SEORANG penyair dari Bandung, Ahda Imran, menuliskan kabar tak sedap di dinding akun Facebook miliknya. Pertunjukannya, "Monolog Tan Malaka: Saya Rusa Berbulu Merah", dilarang dipentaskan.
Siapa yang melarang? Ini yang menyentak: sekelompok orang mengatasnamakan Front Pembela Islam (FPI).
Alasannya? Tan Malaka adalah komunis dan pertunjukan yang berkaitpaut dengannya adalah upaya untuk membangkitkan kembali komunisme dari liang kuburnya di Indonesia.

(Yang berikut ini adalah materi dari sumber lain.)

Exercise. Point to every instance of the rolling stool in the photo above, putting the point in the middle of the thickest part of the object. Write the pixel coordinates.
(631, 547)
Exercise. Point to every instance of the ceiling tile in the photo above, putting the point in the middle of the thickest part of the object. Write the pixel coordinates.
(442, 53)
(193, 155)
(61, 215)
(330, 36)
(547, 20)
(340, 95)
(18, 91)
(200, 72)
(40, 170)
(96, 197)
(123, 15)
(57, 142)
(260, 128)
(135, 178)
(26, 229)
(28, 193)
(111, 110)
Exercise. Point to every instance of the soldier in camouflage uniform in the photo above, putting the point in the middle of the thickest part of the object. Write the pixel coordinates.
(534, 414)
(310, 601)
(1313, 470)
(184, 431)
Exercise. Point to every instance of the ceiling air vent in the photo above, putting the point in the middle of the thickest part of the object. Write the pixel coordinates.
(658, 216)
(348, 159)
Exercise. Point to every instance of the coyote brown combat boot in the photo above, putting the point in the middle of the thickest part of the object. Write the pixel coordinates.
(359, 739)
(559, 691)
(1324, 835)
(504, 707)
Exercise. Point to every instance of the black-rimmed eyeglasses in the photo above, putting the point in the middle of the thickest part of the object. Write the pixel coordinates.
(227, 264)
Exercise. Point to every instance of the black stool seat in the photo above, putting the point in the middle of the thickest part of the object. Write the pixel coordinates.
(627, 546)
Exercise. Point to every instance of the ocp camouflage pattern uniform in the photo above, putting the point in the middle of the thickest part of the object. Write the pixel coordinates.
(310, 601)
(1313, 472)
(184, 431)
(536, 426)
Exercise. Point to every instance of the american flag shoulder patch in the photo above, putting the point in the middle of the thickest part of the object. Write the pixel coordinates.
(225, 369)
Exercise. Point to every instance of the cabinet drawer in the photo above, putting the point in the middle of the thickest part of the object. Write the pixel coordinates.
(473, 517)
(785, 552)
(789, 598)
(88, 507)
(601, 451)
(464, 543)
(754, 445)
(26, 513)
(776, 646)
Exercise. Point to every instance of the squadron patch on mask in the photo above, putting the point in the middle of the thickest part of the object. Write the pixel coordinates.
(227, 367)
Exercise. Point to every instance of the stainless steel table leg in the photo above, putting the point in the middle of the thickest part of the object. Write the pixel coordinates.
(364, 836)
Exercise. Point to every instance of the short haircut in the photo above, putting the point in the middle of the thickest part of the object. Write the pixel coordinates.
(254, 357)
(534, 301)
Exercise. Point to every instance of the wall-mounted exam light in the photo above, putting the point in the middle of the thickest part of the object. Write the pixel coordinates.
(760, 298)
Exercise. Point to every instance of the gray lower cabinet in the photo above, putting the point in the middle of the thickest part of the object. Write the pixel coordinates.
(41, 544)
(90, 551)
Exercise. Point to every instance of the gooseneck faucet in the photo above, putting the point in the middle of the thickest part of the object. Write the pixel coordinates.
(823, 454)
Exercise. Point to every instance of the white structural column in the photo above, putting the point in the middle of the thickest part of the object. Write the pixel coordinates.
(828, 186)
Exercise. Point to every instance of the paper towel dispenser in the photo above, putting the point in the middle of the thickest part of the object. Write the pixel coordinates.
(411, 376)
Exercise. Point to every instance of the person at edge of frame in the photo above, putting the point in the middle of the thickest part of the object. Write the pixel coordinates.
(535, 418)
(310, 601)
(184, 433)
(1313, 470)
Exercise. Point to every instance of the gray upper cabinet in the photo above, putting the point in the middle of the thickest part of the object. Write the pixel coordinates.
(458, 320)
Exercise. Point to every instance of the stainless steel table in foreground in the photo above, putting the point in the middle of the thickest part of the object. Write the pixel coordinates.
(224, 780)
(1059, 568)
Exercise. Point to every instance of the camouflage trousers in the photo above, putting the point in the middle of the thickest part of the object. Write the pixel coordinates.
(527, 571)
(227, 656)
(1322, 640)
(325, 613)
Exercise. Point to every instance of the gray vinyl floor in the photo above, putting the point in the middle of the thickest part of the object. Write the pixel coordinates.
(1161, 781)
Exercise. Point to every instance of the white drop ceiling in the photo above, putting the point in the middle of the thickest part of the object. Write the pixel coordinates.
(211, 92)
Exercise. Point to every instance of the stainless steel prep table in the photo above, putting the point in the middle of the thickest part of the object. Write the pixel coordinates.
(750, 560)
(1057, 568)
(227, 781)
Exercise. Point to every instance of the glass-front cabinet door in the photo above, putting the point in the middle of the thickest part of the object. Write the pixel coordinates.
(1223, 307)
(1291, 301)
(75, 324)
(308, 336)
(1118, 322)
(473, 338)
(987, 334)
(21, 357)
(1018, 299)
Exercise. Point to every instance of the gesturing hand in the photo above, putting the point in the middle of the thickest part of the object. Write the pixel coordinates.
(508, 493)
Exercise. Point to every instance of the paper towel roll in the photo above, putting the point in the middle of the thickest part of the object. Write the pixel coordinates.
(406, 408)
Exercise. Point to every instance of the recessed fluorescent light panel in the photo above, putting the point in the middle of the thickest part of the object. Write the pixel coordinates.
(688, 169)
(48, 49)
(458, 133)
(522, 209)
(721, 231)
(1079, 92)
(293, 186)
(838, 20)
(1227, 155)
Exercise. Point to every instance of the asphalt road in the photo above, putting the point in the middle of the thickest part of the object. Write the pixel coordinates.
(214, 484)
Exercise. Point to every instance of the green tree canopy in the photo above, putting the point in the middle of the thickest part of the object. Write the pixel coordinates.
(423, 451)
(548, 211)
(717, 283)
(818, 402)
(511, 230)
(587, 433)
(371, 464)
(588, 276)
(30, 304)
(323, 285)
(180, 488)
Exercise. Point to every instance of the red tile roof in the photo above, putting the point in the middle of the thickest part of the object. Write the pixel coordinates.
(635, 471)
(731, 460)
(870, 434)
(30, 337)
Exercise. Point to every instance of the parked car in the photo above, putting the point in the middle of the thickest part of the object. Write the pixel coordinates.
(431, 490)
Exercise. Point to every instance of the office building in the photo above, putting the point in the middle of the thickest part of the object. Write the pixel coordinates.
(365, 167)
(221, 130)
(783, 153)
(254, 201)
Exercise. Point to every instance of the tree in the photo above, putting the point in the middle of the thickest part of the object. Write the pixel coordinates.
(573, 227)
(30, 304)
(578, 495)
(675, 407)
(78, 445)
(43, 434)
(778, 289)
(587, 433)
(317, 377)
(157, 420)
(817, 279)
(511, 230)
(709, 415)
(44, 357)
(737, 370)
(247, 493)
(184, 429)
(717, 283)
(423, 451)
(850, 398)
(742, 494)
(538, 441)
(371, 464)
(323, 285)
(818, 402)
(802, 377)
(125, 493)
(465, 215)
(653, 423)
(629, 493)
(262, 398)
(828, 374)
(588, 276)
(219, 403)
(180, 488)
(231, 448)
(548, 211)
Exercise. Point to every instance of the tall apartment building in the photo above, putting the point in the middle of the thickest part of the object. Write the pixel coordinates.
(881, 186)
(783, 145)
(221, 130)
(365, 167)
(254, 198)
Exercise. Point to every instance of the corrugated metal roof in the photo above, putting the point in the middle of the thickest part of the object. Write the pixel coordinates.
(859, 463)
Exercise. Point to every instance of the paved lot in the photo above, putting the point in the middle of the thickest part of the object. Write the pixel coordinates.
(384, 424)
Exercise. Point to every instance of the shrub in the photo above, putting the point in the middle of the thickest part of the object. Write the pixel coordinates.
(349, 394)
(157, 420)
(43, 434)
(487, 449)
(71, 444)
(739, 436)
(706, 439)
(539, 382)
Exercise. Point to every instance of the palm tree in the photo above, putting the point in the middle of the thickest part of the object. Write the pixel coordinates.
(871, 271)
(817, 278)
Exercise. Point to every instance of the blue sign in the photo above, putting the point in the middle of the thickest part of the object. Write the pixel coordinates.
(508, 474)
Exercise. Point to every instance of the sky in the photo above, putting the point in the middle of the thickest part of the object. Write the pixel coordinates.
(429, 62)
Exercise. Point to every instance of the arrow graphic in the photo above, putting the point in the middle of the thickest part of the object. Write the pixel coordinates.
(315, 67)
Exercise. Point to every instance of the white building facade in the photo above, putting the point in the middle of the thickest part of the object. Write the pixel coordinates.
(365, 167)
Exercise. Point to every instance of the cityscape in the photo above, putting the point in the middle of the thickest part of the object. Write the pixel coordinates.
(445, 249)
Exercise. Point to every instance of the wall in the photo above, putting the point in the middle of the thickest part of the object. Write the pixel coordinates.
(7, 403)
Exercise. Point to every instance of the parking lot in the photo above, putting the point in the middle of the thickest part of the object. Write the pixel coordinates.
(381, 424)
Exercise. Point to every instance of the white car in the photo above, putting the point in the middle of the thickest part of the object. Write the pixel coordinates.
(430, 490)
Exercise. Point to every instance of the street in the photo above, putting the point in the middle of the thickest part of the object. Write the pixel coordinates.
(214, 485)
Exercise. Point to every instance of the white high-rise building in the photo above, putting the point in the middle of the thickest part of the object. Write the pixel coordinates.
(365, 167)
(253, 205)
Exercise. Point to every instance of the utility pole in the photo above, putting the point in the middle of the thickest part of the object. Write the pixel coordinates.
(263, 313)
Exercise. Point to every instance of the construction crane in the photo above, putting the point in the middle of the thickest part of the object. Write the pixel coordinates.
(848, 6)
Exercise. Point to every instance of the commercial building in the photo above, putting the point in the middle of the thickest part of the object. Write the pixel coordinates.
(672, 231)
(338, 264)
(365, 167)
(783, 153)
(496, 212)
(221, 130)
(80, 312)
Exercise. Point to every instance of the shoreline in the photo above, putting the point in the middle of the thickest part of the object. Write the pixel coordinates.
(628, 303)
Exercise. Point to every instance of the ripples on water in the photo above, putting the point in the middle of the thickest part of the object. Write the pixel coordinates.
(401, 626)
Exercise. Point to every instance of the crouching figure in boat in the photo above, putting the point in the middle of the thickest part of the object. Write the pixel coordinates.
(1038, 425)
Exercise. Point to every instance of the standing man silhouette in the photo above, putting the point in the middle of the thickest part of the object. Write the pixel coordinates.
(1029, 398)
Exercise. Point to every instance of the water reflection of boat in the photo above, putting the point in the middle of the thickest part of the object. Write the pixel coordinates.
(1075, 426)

Ahda Imran telah menerangkan pada para pemrotes, bahwa monolog ini merupakan karya seni dan tidak ada maksud untuk menyebarluaskan paham komunis, massa bergeming.
"Pokoknya bubar," kata seorang di antara mereka, yang agaknya merupakan juru bicara. "Komunis adalah musuh," teriaknya.
Meski beberapa jam kemudian, lewat media yang sama Ahda Imran menyampaikan bahwa pertunjukannya bisa tetap digelar, atas jaminan penuh dari Wali Kota Bandung Ridwan Kamil, kabar ini tetap menyentak.
Hari ini penanggalan ke 24, bulan Maret, tahun 2016. Setengah abad lebih berjarak dari peristiwa pembunuhan enam jenderal dan satu perwira menengah yang membuat Partai Komunis Indonesia (PKI) hancur lebur dan kemudian dinyatakan terlarang.
Padahal, tidak pernah ada yang tahu pasti, apakah jenderal-jenderal dan perwira itu dibunuh oleh PKI atau pihak lain yang memancing di air keruh, menelikung, untuk memenangkan konspirasi politik tingkat tinggi. Setengah abad lebih dan kebencian dan sekaligus ketakutan itu, ternyata, tetap terpelihara.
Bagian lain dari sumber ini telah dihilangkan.